Lorenzo B
Lorenzo B

Reputation: 33428

UINavigationController's view and 20 points offset

This is an already posted question but I need to understand what is going on with the following scenario. I'm developing an iPad application and I created a UINavigationController like the following (test purposes).

UINavigationController* navigationController = [[UINavigationController alloc] init];        
navigationController.view.backgroundColor = [UIColor redColor];

Once created, I added the UINavigationController's view as a subview of a UIViewController.

[self.view addSubview:navigationController.view];

The result is displayed in the following image:

enter image description here

As you can see, there is a gap between the status bar and the navigation bar of the UINavigationController.

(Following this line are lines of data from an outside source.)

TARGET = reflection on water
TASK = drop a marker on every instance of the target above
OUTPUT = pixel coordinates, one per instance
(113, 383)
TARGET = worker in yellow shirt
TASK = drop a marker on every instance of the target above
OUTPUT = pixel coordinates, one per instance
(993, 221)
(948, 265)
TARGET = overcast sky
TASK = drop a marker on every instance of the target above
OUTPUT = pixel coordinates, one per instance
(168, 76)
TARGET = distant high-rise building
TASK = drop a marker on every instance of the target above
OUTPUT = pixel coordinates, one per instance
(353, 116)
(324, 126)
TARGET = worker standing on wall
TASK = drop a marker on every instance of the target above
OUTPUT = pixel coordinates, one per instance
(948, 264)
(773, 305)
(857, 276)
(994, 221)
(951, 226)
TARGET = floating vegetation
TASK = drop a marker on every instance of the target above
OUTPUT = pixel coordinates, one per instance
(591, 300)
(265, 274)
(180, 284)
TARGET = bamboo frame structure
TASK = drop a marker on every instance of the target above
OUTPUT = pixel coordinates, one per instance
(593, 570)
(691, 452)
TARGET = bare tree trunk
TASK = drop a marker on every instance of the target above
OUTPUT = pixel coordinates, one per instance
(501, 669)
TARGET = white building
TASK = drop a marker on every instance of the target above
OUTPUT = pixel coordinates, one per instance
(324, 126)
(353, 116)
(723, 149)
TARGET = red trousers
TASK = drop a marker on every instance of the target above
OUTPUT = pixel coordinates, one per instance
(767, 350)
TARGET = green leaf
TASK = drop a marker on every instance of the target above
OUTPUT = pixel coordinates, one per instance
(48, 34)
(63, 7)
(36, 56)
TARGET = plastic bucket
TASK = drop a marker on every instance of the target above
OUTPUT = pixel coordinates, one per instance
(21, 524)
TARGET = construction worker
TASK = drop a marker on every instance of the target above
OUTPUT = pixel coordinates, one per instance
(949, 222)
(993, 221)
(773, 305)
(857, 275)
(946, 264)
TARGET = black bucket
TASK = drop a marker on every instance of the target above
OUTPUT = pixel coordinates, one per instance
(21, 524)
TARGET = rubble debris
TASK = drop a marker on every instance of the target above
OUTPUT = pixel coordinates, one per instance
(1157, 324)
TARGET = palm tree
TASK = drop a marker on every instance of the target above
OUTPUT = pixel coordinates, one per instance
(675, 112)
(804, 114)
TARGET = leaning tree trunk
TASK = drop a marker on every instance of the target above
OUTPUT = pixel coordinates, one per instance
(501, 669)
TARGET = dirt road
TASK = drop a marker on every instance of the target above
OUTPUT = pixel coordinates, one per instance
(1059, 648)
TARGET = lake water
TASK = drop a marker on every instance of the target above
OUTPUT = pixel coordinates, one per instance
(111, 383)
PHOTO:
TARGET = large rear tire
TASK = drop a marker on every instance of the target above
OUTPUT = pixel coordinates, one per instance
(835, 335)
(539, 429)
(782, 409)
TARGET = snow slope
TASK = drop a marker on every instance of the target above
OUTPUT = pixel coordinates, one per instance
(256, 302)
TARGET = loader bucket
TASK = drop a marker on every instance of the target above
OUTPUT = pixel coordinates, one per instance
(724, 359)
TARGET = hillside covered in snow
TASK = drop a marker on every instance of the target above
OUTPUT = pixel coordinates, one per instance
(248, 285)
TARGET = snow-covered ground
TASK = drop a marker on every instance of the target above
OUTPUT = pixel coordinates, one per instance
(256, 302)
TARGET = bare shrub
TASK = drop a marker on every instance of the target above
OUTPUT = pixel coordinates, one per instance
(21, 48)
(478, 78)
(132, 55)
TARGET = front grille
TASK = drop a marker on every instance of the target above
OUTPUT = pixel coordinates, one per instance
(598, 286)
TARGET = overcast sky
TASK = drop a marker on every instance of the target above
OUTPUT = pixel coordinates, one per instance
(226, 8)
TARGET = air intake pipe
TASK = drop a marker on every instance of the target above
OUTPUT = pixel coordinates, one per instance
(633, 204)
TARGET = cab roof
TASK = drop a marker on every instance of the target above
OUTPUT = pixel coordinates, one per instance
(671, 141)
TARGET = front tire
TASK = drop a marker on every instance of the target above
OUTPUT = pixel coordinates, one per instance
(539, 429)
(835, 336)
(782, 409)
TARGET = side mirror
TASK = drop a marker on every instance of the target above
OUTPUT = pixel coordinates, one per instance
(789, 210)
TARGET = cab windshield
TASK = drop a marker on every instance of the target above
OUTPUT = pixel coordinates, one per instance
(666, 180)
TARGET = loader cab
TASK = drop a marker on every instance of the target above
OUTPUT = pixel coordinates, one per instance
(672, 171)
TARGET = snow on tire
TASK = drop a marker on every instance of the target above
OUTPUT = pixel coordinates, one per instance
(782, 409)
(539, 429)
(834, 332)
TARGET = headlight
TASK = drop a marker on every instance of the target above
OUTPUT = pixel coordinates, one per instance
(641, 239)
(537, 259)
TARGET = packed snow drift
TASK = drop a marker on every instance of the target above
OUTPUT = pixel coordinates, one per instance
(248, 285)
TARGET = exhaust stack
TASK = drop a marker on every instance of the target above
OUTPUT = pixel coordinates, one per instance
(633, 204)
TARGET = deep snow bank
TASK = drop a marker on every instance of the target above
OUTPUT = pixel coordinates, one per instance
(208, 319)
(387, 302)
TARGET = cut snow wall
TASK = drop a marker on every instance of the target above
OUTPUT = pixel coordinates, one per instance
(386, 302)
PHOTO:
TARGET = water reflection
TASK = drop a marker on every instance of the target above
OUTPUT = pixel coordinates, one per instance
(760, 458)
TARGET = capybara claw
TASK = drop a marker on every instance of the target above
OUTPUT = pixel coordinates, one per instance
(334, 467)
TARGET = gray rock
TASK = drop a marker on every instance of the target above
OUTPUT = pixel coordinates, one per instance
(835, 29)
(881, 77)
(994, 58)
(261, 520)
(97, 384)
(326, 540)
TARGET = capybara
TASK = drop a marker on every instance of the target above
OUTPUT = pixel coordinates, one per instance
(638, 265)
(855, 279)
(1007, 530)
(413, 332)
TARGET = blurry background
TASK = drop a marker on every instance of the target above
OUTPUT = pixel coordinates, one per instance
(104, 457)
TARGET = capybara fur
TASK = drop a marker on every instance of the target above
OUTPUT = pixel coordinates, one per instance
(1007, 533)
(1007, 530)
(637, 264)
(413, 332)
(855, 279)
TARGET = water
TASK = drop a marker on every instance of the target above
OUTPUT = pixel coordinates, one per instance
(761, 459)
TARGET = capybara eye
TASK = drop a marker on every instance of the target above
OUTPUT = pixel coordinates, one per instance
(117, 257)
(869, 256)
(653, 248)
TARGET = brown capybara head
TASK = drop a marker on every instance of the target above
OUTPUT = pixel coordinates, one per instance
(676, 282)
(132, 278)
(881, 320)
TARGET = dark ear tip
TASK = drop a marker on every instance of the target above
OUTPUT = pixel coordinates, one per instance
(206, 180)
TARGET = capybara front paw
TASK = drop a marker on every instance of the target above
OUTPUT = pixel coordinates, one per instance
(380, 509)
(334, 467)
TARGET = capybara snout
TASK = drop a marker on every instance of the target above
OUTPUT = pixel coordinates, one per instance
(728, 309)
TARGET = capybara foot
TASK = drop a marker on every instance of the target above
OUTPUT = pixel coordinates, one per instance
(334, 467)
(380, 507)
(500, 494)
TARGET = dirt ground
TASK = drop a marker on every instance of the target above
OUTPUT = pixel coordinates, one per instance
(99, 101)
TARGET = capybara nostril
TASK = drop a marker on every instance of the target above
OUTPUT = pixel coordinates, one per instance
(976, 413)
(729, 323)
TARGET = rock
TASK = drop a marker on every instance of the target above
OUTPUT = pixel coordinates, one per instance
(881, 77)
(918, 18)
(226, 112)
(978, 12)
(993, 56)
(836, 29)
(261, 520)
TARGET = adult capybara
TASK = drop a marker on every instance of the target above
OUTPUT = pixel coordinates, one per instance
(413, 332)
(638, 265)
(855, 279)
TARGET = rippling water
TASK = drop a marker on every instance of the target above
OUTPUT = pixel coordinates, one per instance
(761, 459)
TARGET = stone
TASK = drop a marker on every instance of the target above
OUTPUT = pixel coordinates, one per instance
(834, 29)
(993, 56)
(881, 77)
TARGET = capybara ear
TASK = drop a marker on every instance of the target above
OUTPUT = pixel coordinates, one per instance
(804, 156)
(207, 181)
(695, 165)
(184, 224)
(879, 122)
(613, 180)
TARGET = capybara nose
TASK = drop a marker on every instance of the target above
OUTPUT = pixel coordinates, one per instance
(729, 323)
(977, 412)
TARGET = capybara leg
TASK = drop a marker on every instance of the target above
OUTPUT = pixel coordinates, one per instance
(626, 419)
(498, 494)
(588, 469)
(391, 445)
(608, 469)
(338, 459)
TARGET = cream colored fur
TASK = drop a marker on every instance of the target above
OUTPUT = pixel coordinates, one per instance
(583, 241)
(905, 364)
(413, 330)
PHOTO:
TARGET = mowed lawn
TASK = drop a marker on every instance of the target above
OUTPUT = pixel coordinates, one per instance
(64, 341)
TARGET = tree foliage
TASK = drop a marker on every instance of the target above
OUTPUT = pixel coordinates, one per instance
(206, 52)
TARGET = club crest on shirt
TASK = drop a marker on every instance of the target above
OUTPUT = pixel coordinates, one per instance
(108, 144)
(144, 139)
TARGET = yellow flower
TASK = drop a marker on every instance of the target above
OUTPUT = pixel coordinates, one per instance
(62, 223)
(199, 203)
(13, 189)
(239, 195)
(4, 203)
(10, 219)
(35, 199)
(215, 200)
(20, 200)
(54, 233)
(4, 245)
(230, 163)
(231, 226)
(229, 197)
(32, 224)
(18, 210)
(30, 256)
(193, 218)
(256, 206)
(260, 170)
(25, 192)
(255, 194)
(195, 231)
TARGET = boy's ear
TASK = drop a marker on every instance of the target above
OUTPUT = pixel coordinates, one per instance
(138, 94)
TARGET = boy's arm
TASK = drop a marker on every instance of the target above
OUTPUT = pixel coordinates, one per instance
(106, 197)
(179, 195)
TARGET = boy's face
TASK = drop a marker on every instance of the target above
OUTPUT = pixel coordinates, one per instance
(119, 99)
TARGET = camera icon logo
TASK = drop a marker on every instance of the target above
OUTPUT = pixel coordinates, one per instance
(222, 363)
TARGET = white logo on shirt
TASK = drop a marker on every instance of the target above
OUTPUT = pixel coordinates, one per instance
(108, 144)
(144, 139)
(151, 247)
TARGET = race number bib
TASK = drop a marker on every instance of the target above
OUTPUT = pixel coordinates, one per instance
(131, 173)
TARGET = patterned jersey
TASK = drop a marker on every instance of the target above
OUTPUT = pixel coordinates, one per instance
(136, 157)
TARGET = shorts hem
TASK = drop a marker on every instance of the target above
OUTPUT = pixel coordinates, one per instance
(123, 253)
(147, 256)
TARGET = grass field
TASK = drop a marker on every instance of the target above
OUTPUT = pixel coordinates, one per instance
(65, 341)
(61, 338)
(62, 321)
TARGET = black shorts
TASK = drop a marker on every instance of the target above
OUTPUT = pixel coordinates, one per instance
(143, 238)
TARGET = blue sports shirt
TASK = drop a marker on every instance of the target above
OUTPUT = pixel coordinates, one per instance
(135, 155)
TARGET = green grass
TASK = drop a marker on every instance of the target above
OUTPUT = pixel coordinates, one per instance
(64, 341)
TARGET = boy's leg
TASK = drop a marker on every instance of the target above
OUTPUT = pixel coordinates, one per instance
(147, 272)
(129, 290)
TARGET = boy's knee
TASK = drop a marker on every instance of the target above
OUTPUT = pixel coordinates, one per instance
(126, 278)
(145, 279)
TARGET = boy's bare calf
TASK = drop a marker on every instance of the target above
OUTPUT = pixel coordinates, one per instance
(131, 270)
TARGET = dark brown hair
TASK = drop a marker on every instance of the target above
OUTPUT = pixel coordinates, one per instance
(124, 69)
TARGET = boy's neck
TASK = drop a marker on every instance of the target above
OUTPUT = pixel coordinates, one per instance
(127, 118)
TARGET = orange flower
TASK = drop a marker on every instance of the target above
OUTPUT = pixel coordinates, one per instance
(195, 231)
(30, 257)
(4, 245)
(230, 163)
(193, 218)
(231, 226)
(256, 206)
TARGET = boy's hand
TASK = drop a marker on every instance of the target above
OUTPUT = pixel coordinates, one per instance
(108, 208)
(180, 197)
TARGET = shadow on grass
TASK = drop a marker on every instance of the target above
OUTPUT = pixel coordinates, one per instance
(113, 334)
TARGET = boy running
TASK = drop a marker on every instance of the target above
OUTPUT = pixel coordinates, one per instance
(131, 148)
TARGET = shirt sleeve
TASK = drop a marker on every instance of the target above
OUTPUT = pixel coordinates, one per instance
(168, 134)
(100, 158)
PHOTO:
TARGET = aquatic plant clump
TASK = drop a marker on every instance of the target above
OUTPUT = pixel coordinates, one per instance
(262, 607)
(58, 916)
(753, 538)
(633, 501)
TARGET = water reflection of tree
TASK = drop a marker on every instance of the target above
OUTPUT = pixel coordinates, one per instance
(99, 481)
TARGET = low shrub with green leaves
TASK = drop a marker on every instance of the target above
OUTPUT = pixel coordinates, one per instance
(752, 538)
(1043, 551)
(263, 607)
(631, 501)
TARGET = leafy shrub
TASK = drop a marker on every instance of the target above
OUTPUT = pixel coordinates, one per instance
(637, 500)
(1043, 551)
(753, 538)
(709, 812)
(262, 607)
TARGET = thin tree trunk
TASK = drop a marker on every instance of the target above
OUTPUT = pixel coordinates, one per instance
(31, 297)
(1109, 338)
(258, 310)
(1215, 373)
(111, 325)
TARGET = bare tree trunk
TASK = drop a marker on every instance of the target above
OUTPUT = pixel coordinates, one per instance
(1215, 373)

Since the view of the UINavigationController is red, it seems that the frame of the navigation bar has that gap.

I've found an hack to fix the problem. By setting the frame for the UINavigationController, the navigation bar goes in the right position.

CGRect statusBarFrame = [[UIApplication sharedApplication] statusBarFrame];
CGRect frameRect = CGRectMake(navigationController.view.frame.origin.x, navigationController.view.frame.origin.y - statusBarFrame.size.height, navigationController.view.frame.size.width, navigationController.view.frame.size.height);

navigationController.view.frame = frameRect;

Now, since I don't like very much that hack and I would understand what is going on, do you have any suggestions to find an elegant solution to resolve the problem?

Thank you in advance.

Upvotes: 3

Views: 7435

Answers (4)

artur-dev
artur-dev

Reputation: 350

[self setWantsFullScreenLayout:<#(BOOL)#>];

is deprecated. If you want to add subviews to your ViewController without worrying about NevigationBar use:

self.edgesForExtendedLayout = UIRectEdgeNone;

Upvotes: 0

Swaroop S
Swaroop S

Reputation: 520

This is the fix that really solved all the problem. So thought of posting it as it might really.

How this works

This gonna set my navigation bar origin to 0, and in turn the view of navigation is also set to 0 which takes the reference of Navigation Bar, which solves all the mess :)

And 44 is the heigh of Navigation Bar in the code. :)

Put the code in ViewDidAppear,

   CGRect windowFrame = [UIScreen mainScreen].applicationFrame;
   //Setting the Origin to 0 of both Navigation Bar and Navigation View for Both Landscape and Portrait
   if (UIDeviceOrientationIsPortrait([UIDevice currentDevice].orientation)){
       [self.navigationController.navigationBar setFrame:CGRectMake(0, 0, windowFrame.size.width, 44)];
        [self.navigationController.view setFrame:CGRectMake(0, 0, windowFrame.size.width, windowFrame.size.height)];
    }
    else{
        [self.navigationController.navigationBar setFrame:CGRectMake(0, 0, windowFrame.size.height, 44)];
        [self.navigationController.view setFrame:CGRectMake(0, 0, windowFrame.size.height, windowFrame.size.width)];
    }

Upvotes: 1

ohmer
ohmer

Reputation: 51

viewController setWantsFullScreenLayout:YES

It may help you.

Upvotes: 1

Nickolay Olshevsky
Nickolay Olshevsky

Reputation: 14160

That 20px offset is for status bar, navigation controller is designed to be full-screen, but you are adding it to the subview of the main view.